以前莫悲光聽旁人說自家師娘心狠手辣了,今天終於親身體會到了一回。

柳霜庭雖說在詢問莫悲,但顯然已經起了殺心。

莫悲一口空氣也呼吸不到,肺部火辣辣地疼,腦袋也被憋得嗡嗡直響。他無力地想要扒開師娘的手,可對方的手指卻越縮越緊,掐得莫悲頸椎骨哢哢作響。

他可能會在被憋死之前,生生被柳霜庭扭斷脖子。

莫悲的腦中閃過這樣一個可怕的念頭,用盡全身最後一點力氣掙紮起來。他扳不開柳霜庭的手,就狠狠砸了好幾下對方胸前的傷口。

柳霜庭悶哼幾聲,身形搖了搖,卻沒有鬆手。莫悲的掙紮越來越微弱,正當他以為自己就要這麼沒了的時候,對方居然放開了他。

莫悲一下子就攤在了背後地樹幹上,顧不得粗糙的樹皮刮壞了自己的衣服,悶聲咳嗽著,費力地呼吸著這難得的空氣。

他還沒來得及從閻王殿裏把後腳跟提出來,就聽柳霜庭涼涼地說:“你來做什麼?”

“咳咳,師娘……”

“別這麼叫我,我不喜歡。”

柳霜庭披著一層淡淡的月光,徹底褪去了平日裏的偽裝。他的麵容不曾改變,隻留下拒人於千裏之外的冷淡厭煩。
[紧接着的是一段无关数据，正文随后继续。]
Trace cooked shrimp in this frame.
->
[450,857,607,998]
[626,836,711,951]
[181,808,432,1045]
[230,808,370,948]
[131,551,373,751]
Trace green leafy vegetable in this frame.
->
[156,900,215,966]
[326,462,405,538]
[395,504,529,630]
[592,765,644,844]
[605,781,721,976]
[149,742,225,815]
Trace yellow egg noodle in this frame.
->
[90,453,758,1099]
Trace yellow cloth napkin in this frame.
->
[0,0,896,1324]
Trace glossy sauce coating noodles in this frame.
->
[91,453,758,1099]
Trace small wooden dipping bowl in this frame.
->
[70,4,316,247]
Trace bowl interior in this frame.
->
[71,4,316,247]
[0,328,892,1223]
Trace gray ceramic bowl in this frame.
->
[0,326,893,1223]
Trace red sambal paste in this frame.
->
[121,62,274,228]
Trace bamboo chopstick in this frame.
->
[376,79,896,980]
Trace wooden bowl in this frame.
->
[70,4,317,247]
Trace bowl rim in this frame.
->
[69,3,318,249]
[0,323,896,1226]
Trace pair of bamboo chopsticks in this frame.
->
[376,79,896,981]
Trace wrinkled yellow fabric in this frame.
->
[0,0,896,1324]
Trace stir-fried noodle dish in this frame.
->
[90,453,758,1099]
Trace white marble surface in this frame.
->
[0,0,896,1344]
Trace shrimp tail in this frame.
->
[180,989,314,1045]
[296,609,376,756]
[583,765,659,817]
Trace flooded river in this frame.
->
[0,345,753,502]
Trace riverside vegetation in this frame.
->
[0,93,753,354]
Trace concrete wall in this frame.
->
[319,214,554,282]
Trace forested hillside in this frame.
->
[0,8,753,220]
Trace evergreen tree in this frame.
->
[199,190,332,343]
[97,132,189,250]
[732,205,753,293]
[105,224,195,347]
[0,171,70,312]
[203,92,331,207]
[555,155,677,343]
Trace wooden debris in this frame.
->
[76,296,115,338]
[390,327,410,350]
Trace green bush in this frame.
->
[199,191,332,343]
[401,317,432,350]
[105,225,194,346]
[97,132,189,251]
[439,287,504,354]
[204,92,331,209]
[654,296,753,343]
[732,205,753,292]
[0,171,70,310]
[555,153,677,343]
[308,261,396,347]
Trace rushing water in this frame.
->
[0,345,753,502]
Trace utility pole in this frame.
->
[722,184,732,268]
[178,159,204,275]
莫悲撐著膝蓋,站了起來。他的手上黏糊糊的,仔細一看全是鮮血,還混著一些深黑色的半幹血殼子。

是柳霜庭的血。

“我不是魔。”莫悲趕緊先開口解釋了一句,他算是看懂了,現在的師娘可是六親不認呢:“是,是這樣的,有人……有人來讓我順著這個方向來找你。”

“謝天盈?”

莫悲猶豫了一下,他本想順著師娘的話頭應下來,好讓對方相信自己,卻又想起之前和柳霜庭相處時,對方那雙眼睛,能看透自己的一切謊言。

他好像從來沒有在師娘麵前說過什麼成功的謊。

“師父不在,不是他……”

莫悲正思考著要怎麼和對方解釋師父的劍突然會說話這個問題,柳霜庭點了點頭,應了他這句解釋。

“你剛剛是想用謝天盈來蒙我?”

“……我怕你不相信我。”莫悲後怕地摸了摸脖子,他看師娘的腳下氳了一片神色深色,全是柳霜庭滴落下來的血。

柔軟的泥土吸收了所有的聲音和味道,如果不是莫悲多看一眼,都不曾發覺柳霜庭已經流了那麼多的鮮血。

他趕緊走上去,想幫一把手——被柳霜庭一袖子扇開了。

討厭!溫溫柔柔的師娘不好相處,凶巴巴地師娘也不好相處!

都是討厭的大混蛋!!!

“你剛剛要是說謝天盈,我便把你殺了。”

柳霜庭輕輕淡淡地說,莫悲這才發覺對方師娘平時和他說話時,是有意放緩了聲調。其實,師娘原本的聲線冷漠清冽,凍得莫悲耳尖發疼。

這就是師娘的真麵目嗎?

“為、為什麼……?你是不是誤會師父什麼了……?”

柳霜庭冷冷一笑,沒有再回答莫悲。腳步略帶踉蹌地走了幾步。

莫悲剛剛被這人推開來,摔得有點狠,可看現在師娘狼狽的模樣,再想想平時師娘永遠都穿著幹淨整潔的衣服,還會熏著點好聞的香,和此時滿身血汙的狼狽模樣簡直天差地別。

莫悲走向柳霜庭,被對方冷冷地目光一掃,馬上慫得退了一步,小聲地解釋道:“我看你受了傷,想扶你一下,可以嗎?”

明明是提供幫助,莫悲說得卻很是委屈。他小心翼翼地看了一會兒師娘,看對方沒有吱聲,這才一步一顫地走過去了攙扶住師娘。

“你在扶老太太嗎?”柳霜庭果然沒在嘴上輕饒他。

莫悲扁了扁嘴,正想反駁,突然覺著胳膊也黏糊糊的。仔細一看,師娘胳膊上也有傷,他胳膊一拐,全撞在師娘傷上了。